Every country that plays the "globalization" game gets the benefits from and the dependency on every other player. As it stands now, they depend on us just like we depend on them. That could change, but it'd likely be a gradual change, or else a painful change for *both* sides.
Re:under the acta google will be down in less then (Score:5, Insightful)
They fucking own us. Literally and figuratively.
If you owe the bank $100,000 they own you, but if you owe the bank $1,000,000,000,000 you own them.
China's fate is just as wrapped up in the value of that debt as our own is.
Re:under the acta google will be down in less then (Score:3, Insightful)
Re:under the acta google will be down in less then (Score:3, Insightful)
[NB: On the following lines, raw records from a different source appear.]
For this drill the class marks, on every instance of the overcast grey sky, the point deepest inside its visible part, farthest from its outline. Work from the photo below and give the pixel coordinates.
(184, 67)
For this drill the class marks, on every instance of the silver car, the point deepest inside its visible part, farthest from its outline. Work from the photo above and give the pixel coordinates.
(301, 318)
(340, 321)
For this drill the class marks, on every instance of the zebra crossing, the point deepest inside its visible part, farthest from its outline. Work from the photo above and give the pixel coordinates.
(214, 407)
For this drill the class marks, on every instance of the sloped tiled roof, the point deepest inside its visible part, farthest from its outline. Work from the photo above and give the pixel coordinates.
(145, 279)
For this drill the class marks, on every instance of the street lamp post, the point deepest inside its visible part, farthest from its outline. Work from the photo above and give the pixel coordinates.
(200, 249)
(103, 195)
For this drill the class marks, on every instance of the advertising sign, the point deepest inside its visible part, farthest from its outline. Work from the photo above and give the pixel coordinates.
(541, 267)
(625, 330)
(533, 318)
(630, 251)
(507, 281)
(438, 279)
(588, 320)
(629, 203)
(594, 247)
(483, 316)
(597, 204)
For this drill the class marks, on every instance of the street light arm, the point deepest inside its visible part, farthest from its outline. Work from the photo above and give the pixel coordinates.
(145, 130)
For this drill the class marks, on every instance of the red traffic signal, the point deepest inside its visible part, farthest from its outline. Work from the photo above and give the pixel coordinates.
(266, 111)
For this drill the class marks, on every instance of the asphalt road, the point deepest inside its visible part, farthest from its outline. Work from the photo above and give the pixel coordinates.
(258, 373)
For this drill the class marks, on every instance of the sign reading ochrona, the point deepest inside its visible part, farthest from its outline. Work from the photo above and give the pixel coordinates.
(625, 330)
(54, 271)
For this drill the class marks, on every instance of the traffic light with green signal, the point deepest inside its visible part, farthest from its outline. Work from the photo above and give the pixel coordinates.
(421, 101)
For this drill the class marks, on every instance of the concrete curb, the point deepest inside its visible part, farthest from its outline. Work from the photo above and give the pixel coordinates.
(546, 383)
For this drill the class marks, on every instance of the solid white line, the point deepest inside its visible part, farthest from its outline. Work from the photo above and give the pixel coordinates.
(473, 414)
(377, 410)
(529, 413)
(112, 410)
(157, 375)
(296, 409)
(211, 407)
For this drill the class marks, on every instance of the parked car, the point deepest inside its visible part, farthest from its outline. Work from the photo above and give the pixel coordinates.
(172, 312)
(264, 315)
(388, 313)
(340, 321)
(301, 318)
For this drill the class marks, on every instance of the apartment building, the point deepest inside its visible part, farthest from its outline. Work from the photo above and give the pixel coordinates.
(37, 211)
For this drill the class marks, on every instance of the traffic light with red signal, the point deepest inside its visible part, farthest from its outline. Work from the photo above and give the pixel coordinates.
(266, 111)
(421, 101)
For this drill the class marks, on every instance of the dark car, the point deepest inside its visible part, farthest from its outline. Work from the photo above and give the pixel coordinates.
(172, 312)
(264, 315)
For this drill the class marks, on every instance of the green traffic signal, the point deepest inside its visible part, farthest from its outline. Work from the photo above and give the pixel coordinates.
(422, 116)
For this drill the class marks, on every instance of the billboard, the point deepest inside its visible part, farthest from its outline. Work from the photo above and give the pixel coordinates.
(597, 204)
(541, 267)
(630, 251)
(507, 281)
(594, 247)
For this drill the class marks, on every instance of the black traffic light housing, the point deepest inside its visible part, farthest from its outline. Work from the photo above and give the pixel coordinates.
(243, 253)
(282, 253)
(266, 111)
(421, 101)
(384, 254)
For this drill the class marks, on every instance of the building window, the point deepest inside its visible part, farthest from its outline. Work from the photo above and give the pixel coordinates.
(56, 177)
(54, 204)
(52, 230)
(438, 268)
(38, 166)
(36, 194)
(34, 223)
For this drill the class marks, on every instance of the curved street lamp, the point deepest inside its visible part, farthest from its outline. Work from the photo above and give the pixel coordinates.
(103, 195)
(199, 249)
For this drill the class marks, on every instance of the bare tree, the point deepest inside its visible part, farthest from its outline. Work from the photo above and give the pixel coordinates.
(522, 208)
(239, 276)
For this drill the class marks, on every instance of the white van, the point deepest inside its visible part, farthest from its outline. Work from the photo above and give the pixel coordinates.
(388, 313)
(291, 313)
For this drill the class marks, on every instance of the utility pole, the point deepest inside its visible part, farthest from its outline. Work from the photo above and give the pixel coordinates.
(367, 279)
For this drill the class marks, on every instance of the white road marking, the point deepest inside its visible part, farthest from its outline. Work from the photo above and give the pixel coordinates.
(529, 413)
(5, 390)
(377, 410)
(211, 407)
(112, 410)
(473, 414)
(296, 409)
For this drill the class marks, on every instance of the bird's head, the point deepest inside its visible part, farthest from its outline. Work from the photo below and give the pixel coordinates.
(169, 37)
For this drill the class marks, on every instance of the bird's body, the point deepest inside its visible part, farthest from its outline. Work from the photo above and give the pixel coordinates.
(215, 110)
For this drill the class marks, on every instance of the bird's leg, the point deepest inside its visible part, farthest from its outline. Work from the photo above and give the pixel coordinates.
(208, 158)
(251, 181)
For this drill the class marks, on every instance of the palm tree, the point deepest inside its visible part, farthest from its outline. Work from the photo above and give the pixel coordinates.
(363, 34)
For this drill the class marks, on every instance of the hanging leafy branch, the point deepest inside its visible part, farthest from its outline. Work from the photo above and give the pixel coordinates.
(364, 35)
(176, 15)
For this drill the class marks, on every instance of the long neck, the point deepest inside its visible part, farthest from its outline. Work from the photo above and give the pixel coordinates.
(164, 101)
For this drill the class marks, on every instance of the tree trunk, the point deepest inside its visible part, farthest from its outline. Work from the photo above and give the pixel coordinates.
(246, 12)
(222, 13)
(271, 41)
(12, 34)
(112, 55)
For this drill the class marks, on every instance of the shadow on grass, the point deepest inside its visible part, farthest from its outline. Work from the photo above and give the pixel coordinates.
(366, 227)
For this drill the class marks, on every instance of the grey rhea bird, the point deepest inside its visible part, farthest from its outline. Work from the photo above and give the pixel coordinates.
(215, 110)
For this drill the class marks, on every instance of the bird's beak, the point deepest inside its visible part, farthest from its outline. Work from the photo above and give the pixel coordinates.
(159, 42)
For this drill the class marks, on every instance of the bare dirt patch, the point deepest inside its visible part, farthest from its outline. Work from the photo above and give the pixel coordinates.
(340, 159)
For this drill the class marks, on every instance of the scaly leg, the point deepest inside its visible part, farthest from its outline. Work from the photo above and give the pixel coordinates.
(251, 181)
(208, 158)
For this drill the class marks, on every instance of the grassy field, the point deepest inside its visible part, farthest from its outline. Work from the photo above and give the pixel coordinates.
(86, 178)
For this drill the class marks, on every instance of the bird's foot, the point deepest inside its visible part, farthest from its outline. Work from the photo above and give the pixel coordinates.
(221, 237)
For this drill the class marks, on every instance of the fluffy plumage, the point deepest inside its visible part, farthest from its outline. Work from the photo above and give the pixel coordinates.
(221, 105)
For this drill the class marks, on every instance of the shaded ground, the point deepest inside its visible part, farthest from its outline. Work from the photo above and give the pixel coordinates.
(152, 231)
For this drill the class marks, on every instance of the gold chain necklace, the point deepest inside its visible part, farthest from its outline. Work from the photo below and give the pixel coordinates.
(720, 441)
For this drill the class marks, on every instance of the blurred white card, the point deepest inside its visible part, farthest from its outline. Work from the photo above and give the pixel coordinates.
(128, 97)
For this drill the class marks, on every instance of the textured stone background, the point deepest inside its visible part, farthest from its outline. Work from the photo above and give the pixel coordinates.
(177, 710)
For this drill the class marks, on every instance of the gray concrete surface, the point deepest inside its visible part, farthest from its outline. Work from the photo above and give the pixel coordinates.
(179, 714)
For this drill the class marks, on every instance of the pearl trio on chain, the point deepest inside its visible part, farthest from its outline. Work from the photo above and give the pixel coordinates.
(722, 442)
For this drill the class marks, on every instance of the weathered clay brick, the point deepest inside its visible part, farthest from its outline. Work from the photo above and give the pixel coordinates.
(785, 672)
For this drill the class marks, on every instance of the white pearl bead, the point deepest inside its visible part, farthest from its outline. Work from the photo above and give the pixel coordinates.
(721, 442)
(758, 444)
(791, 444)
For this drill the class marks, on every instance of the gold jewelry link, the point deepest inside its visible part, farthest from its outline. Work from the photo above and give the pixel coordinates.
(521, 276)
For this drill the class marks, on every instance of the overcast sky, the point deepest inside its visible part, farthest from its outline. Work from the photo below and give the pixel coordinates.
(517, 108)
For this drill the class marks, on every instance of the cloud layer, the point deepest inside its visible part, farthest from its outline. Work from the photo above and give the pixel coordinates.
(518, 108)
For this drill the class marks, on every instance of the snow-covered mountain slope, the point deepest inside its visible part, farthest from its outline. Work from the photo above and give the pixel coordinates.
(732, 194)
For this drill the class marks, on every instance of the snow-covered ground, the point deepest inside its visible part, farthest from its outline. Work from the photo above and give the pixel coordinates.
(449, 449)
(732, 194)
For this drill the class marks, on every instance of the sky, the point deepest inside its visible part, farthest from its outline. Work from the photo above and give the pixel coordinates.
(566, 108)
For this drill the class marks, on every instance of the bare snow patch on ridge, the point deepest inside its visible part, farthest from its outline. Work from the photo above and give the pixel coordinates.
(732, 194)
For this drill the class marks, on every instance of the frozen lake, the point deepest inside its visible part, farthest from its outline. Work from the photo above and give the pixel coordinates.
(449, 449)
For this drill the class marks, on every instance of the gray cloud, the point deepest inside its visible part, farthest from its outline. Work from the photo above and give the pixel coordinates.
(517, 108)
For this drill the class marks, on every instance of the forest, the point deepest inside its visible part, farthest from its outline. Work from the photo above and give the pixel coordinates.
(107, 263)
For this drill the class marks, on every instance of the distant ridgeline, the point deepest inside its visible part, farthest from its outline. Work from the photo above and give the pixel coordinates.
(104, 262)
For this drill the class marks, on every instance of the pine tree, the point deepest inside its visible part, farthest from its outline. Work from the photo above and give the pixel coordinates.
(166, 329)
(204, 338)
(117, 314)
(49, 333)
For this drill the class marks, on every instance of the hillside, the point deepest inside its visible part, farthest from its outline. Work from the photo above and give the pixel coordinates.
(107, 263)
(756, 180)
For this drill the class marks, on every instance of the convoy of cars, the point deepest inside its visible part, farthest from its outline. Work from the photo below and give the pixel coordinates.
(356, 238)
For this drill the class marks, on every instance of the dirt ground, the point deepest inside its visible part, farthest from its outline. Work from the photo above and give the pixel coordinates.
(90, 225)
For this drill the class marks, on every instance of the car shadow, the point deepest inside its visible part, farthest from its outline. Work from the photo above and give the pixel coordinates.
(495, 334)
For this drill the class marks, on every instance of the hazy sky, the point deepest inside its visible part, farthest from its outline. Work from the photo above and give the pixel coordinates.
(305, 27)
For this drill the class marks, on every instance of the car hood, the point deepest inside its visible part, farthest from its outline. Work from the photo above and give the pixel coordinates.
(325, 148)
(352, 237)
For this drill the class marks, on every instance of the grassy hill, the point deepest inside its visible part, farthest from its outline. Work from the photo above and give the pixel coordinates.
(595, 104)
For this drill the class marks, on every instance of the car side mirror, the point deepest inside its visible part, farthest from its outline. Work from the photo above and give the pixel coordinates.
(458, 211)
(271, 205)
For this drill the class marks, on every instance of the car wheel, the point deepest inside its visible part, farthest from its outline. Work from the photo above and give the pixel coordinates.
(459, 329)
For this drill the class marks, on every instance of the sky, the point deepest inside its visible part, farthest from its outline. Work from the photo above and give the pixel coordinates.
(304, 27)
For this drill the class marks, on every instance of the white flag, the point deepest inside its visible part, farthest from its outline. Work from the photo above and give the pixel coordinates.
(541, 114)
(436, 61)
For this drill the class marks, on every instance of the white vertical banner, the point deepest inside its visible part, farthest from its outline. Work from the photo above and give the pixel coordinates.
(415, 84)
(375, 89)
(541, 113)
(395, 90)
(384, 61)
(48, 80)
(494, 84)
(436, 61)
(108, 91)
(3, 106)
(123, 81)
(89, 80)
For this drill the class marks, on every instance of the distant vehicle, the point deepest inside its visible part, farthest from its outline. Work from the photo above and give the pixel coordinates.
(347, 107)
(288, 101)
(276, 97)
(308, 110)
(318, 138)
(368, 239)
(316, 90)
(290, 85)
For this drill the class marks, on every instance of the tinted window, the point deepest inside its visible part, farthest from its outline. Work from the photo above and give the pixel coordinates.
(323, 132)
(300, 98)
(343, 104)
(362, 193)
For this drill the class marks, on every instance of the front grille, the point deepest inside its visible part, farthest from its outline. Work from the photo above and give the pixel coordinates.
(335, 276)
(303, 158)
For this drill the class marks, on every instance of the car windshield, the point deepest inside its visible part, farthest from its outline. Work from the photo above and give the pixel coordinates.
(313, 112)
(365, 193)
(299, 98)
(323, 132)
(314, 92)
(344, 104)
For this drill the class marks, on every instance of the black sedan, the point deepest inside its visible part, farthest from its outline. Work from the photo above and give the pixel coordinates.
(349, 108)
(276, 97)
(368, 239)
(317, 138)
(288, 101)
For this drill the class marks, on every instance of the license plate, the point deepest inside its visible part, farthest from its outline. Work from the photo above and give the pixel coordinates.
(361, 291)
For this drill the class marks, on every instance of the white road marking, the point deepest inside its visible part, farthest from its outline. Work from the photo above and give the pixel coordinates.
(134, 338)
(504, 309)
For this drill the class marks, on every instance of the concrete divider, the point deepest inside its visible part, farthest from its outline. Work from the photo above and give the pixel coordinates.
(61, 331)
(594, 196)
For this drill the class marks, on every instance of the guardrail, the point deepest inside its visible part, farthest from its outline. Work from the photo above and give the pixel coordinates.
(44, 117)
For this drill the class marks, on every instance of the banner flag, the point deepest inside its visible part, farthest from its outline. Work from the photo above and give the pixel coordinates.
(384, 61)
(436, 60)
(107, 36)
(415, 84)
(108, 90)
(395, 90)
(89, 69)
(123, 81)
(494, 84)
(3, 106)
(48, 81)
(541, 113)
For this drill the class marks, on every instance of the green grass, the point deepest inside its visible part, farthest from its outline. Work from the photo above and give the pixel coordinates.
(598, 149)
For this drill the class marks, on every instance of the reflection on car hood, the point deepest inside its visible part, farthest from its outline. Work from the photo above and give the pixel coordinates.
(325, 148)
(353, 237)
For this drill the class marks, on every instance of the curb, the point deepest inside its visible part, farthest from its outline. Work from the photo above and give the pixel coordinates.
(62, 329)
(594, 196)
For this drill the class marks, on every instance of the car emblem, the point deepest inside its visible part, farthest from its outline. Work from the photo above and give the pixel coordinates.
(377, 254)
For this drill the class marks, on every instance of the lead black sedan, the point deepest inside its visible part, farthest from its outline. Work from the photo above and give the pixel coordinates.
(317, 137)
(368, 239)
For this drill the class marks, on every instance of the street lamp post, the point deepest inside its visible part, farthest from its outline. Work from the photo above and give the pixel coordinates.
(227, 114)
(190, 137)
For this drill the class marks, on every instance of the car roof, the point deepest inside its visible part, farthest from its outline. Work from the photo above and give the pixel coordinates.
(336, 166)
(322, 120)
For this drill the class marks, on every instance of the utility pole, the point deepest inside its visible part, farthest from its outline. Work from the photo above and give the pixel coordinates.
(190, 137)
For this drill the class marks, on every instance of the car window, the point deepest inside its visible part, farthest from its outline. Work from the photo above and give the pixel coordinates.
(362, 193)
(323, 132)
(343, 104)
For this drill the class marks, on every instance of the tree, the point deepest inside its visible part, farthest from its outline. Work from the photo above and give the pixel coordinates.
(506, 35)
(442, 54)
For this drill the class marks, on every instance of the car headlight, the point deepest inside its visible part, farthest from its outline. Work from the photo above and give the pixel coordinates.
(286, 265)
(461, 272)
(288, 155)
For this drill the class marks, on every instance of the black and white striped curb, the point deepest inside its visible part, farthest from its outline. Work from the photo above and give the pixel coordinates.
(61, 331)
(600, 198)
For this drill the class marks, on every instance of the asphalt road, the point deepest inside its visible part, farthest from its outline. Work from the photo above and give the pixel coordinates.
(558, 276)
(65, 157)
Should this be a surprise? (Score:4, Insightful)
Aside from the typical /. China bashing, why is anyone here surprised by this at all?
I mean, if you keep pressuring a country to "enforce IP rights" and keep spreading propaganda, uh, educational message about how many billions was "lost" due to IP rights violations. Is it that a surprise that the group of people who stands to gain the most would be responding, who those who stand to lose money will drag their feet?
Are so many /.ers here so blinded by their anti-China prejudice that you cannot even realize that with over 1 billion people, there will be different groups of people with different agenda? What's the point of lumping this authors' guild with software pirates in this discussion?
What's more, isn't this exactly the case for American companies to demonstrated how IP rights should be respected? Or will this be another demonstration of pure greed? Do you think anyone in China is going to take "IP rights" seriously (there are few enough who does so, but supposedly we want that to change, right?) if Google demonstrates that US companies are just going violate others right when it suits them?
Re:Copywrong. (Score:3, Insightful)
The content industry plays lip-service to the issue, they insist that there is a public domain but when every work is at least life of author plus seventy-five years or so there is in reality no public domain from my life's point of view.
The answer is to instantly kill anyone who makes a really good movie, or a book, and then just patiently... wait...
On your rocking chair on the porch, with a happy, knowing smile on your face.
Re:Copywrong. (Score:2, Insightful)
Actually he might have a small point somewhere in there. Content creators are standing on the shoulders of giants, using centuries worth of stories and history as inspiration, then claiming the 'idea' as their own - essentially demanding payment for re-using our culture and all the while locking it up so much that it will never enter our domain again. They are pulling up the ladder behind them, while claiming moral superiority.
They may deserve a bit of cash for their time in re-writing the story to meet modern standards - but they have no right to keep it out of our hands for centuries to come.